France Créative : une initiative pour promouvoir la culture dans la mondialisation

Les talents et les métiers dans nos territoires faisant vivre la culture à la française sont confrontés au défi de la mondialisation et de la convergence numérique. L’accroissement des échanges rendu possible avec le progrès des technologies de la communication pousse les acteurs de la création à réinventer leur activité. Afin de dresser un premier état des lieux, la structure France Créative a demandé au cabinet E&Y de quantifier le poids économique et social des neuf secteurs qui composent les Industries Créatives et Culturelles.
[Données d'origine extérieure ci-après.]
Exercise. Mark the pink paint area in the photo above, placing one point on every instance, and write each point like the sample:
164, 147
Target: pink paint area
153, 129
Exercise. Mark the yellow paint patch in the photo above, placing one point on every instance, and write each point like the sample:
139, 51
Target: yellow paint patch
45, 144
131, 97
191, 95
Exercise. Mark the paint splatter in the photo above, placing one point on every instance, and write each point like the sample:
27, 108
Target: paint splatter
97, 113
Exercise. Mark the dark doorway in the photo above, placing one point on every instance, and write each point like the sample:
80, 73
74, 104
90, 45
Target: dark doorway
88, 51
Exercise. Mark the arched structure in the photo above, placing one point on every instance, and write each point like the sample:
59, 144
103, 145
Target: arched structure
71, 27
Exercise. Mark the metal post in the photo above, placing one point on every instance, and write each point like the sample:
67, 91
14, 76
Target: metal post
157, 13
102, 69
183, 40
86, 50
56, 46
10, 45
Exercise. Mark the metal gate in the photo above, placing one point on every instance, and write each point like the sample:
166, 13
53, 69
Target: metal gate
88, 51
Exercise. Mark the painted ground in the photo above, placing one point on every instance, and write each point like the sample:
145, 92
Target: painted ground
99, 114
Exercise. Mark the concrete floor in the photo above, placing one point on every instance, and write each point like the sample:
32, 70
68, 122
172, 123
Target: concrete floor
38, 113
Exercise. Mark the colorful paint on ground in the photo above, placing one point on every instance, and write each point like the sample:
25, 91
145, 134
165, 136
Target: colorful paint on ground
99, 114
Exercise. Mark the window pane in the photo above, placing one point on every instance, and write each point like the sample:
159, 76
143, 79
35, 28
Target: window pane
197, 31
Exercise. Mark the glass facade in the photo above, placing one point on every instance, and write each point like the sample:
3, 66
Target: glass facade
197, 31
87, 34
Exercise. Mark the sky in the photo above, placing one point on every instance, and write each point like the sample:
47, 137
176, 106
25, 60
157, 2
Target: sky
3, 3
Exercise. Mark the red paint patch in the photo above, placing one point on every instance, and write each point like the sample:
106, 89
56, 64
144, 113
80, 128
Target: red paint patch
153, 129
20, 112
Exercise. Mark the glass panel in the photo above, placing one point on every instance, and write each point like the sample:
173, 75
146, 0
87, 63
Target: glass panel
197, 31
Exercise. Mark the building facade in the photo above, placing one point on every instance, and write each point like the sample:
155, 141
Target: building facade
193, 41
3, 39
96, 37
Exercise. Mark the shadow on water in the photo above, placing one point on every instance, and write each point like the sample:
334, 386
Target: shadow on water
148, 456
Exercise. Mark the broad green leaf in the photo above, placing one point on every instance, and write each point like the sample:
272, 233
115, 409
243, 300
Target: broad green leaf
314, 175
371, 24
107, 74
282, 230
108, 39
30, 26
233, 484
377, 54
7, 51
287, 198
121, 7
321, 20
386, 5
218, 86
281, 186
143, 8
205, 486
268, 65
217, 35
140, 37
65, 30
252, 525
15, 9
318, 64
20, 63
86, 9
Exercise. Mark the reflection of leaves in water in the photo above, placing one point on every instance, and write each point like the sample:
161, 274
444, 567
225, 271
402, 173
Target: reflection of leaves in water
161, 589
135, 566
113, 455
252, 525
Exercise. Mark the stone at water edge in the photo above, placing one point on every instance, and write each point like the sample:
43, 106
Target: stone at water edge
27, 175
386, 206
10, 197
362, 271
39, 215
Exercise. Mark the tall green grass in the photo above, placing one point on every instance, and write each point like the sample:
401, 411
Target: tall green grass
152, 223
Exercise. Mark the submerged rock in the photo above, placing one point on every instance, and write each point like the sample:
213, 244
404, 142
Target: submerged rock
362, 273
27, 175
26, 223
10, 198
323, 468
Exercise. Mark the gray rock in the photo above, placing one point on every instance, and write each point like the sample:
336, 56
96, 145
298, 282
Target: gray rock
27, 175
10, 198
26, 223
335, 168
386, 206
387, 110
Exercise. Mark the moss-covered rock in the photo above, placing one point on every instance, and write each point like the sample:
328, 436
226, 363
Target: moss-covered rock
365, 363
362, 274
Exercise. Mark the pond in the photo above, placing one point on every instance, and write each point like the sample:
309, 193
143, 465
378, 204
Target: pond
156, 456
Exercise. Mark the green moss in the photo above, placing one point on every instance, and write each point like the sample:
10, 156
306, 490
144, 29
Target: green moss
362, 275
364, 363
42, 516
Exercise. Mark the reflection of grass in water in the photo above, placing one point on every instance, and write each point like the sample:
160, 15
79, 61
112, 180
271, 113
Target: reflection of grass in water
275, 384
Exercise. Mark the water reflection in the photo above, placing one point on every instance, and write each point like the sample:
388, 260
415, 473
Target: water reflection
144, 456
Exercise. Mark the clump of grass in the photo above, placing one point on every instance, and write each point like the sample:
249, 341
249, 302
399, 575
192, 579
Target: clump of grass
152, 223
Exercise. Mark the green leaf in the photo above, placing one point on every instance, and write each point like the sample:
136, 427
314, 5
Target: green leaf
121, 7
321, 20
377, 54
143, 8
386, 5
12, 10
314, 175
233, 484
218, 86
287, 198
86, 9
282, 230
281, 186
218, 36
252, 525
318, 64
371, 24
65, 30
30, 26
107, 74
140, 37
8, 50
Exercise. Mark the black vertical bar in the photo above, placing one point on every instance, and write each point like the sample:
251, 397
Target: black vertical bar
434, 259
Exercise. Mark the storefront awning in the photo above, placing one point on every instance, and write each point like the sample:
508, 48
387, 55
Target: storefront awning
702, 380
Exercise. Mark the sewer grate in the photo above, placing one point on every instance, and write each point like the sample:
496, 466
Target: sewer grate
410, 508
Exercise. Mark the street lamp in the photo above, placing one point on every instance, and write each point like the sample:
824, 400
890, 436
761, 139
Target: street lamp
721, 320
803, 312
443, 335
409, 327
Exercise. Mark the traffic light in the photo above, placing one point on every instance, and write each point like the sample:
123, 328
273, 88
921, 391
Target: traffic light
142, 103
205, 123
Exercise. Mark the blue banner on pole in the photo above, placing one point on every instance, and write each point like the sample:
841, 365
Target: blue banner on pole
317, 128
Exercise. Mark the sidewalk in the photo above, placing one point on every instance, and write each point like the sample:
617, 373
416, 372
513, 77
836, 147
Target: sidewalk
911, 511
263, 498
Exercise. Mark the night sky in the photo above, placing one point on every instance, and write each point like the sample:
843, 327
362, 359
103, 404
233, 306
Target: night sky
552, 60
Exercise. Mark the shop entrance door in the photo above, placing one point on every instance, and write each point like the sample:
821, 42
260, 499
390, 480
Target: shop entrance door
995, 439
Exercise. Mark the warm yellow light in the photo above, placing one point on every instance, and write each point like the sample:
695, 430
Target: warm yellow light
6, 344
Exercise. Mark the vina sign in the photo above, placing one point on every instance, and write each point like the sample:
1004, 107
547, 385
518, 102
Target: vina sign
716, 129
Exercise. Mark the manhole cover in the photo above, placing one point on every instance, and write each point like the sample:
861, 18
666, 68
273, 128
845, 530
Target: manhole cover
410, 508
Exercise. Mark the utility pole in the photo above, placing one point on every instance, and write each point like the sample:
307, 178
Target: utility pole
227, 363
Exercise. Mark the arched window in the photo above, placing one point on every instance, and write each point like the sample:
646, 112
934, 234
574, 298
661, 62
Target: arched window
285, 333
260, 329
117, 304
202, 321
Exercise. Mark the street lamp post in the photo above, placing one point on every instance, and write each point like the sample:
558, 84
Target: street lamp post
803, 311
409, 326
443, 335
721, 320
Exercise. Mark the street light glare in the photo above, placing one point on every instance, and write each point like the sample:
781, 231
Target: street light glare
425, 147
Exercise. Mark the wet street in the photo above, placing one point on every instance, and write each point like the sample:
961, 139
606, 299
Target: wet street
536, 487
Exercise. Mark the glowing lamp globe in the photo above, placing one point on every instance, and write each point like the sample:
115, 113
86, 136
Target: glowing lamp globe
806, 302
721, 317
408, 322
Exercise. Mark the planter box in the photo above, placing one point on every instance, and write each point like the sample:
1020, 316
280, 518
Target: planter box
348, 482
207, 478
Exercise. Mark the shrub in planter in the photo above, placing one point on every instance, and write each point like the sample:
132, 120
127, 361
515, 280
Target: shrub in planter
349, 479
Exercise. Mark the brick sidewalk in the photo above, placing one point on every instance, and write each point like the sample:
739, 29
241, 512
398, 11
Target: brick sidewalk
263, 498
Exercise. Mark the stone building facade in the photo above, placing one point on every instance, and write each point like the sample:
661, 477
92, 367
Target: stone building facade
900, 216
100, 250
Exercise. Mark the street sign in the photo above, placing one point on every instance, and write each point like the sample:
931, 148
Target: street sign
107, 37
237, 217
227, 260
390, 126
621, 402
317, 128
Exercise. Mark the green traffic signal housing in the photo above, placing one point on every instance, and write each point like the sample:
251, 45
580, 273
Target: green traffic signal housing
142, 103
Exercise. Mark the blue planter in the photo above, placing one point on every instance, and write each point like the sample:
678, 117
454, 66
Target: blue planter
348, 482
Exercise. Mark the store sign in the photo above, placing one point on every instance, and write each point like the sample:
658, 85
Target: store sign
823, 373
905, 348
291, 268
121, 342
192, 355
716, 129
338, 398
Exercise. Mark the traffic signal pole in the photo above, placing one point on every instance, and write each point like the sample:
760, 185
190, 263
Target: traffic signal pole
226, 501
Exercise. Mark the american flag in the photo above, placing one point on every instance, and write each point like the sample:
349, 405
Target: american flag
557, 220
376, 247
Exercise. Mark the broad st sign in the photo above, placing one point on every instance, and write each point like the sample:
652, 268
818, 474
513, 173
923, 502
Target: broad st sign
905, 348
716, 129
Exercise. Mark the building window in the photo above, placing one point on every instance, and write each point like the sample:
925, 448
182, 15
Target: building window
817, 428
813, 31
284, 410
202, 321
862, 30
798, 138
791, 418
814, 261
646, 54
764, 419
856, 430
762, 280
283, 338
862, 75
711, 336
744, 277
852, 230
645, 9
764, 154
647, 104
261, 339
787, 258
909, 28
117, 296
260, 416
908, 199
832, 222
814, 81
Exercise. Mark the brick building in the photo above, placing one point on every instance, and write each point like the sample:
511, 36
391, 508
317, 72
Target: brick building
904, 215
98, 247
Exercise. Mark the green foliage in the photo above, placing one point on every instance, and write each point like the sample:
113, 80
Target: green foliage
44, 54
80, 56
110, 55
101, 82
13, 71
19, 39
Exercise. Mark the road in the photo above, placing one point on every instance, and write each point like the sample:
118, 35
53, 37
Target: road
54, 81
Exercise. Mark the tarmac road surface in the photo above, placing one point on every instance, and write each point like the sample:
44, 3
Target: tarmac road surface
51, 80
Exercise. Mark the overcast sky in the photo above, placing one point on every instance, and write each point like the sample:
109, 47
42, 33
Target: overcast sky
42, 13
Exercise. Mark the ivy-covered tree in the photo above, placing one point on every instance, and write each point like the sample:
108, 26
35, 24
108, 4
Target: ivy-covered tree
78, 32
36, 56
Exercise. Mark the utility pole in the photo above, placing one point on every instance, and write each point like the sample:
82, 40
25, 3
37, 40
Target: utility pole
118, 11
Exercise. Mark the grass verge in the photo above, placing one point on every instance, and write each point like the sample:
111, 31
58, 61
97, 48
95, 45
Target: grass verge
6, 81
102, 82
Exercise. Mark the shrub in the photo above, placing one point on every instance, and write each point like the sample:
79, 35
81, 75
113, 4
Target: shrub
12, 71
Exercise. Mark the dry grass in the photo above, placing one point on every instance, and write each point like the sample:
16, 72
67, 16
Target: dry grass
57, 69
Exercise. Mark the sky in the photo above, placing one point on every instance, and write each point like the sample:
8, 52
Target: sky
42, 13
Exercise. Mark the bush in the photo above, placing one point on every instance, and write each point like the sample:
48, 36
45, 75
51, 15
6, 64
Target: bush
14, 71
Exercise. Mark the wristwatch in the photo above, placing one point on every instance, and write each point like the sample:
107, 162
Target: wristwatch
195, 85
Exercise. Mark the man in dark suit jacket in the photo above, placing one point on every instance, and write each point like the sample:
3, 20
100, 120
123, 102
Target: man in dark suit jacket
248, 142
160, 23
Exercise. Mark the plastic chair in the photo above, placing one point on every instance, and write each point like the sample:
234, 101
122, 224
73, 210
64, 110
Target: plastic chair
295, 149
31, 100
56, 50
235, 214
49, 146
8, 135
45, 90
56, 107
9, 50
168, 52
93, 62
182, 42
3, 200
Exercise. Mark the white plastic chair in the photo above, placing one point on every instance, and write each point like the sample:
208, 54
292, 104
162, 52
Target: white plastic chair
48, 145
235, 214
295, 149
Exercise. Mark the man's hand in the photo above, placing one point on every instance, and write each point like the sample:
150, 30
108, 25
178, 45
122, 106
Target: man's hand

Des acteurs au service du rayonnement de la culture française

Au total la musique, le spectacle vivant, la presse, le livre, la radio, le cinéma, la télévision, les jeux vidéo, et les arts graphiques et plastiques représentent plus de 1,2 millions d’emplois et génèrent plus de 74 milliards d’euros de chiffre d’affaires. Les ICC contribuent au même titre que la filière du luxe, au rayonnement de la culture française à l’étranger. L’auteur de l’étude, membre d’E&Y, Marc Lhermitte nous explique qu’avec « une balance excédentaire de 300 millions d’euros et des leaders mondiaux dans les domaines de la musique, de l’édition, des jeux ou du cinéma, en fait un des meilleurs facteurs d’attractivité et de compétitivité de la France ».

Comment aider les ICC à se développer ?

Pourtant, Jean-Noël Tronc, directeur général de la Sacem, considère que tous les moyens ne sont pas mis en œuvre pour faciliter leur expansion , « je pense au prélèvement sur le ticket de cinéma utile à la production de longs-métrages, aux obligations des télévisions d’investir dans la création, à la loi sur le prix unique du livre, à la TVA à taux réduit sur la billetterie des spectacles… ». Mais ses inquiétudes se portent également sur l’apprentissage artistique en France. Par exemple, selon ses recherches,  il y aurait cinq à dix fois moins de jeunes apprenant d‘un instrument de musique que dans les pays anglo-saxons. Enfin, il rappelle l’importance de la filière pour la promotion de la francophonie sur les cinq continents.